Nvidia Unveils Blackwell, Its Subsequent GPU

At present at Nvidia’s developer convention, GTC 2024, the corporate revealed its subsequent GPU, the B200. The B200 is able to delivering 4 occasions the coaching efficiency, as much as 30 occasions the inference efficiency, and as much as 25 occasions higher power effectivity, in comparison with its predecessor, the Hopper H100 GPU. Primarily based on the brand new Blackwell structure, the GPU will be mixed with the corporate’s Grace CPUs to kind a brand new technology of DGX SuperPOD computer systems able to as much as 11.5 billion billion floating level operations (exaflops) of AI computing utilizing a brand new, low-precision quantity format.
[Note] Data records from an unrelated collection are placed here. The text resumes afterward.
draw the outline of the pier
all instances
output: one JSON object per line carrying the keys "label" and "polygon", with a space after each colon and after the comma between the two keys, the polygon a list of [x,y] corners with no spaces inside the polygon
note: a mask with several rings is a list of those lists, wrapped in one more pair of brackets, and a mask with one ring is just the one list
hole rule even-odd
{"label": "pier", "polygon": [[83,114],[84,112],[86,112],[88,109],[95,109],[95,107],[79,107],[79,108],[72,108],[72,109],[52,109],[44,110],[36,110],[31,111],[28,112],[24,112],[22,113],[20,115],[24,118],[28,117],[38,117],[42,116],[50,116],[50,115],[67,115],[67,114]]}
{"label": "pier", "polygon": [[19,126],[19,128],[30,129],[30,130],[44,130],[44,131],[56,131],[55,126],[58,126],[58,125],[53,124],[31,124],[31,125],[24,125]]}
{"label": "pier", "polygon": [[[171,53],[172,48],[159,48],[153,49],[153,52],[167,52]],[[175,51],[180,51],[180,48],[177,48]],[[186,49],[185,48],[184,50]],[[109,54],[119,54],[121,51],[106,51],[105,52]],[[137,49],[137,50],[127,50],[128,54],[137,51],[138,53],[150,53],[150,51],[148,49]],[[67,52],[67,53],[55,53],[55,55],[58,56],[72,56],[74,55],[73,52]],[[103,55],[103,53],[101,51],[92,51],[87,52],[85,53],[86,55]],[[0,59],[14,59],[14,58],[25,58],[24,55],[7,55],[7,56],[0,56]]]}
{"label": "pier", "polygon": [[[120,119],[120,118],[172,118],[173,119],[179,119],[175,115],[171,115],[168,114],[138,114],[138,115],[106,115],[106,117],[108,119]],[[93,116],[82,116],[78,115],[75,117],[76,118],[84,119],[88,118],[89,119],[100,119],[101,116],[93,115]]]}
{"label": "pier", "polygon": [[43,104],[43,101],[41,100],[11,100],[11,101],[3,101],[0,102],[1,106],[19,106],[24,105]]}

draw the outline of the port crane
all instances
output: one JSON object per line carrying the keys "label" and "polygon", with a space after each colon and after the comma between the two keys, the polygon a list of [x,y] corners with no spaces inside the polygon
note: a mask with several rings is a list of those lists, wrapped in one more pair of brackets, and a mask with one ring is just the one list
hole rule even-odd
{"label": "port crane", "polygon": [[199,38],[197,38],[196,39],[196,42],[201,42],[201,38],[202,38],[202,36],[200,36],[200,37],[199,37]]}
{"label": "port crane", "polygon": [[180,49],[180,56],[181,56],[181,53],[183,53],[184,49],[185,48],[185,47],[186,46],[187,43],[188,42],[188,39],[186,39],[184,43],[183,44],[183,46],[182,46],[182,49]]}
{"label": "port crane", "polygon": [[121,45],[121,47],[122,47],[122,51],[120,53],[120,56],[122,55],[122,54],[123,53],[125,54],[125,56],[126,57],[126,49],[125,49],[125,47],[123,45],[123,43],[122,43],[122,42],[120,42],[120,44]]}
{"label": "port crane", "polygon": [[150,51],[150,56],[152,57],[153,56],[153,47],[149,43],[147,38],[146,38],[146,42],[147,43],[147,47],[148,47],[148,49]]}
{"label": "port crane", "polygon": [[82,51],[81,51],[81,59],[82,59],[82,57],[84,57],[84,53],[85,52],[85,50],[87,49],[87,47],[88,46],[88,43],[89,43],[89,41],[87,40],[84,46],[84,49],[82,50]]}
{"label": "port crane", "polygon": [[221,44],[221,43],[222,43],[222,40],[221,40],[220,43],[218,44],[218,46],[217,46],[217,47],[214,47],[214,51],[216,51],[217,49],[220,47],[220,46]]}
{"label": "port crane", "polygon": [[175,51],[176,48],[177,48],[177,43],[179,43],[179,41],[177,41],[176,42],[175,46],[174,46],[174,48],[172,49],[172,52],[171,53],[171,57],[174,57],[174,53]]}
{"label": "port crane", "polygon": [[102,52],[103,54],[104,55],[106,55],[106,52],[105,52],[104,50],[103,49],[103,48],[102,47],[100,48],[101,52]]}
“Blackwell is a brand new class of AI superchip,” says Ian Buck, Nvidia’s vice chairman of high-performance computing and hyperscale. Nvidia named the GPU structure for mathematician David Harold Blackwell, the primary Black inductee into the U.S. Nationwide Academy of Sciences.

The B200 consists of about 1600 sq. millimeters of processor on two silicon dies which might be linked in the identical bundle by a ten terabyte per second connection, so that they carry out as in the event that they have been a single 208-billion-transistor chip. These slices of silicon are made utilizing TSMC’s N4P chip know-how, which supplies a 6 % efficiency enhance over the N4 know-how used to make Hopper structure GPUs, just like the H100.

Like Hopper chips, the B200 is surrounded by high-bandwidth reminiscence, more and more essential to lowering the latency and power consumption of huge AI fashions. B200’s reminiscence is the most recent selection, HBM3e, and it totals 192 GB (up from 141 GB for the second technology Hopper chip, H200). Moreover, the reminiscence bandwidth is boosted to eight terabytes per second from the H200’s 4.8 TB/s.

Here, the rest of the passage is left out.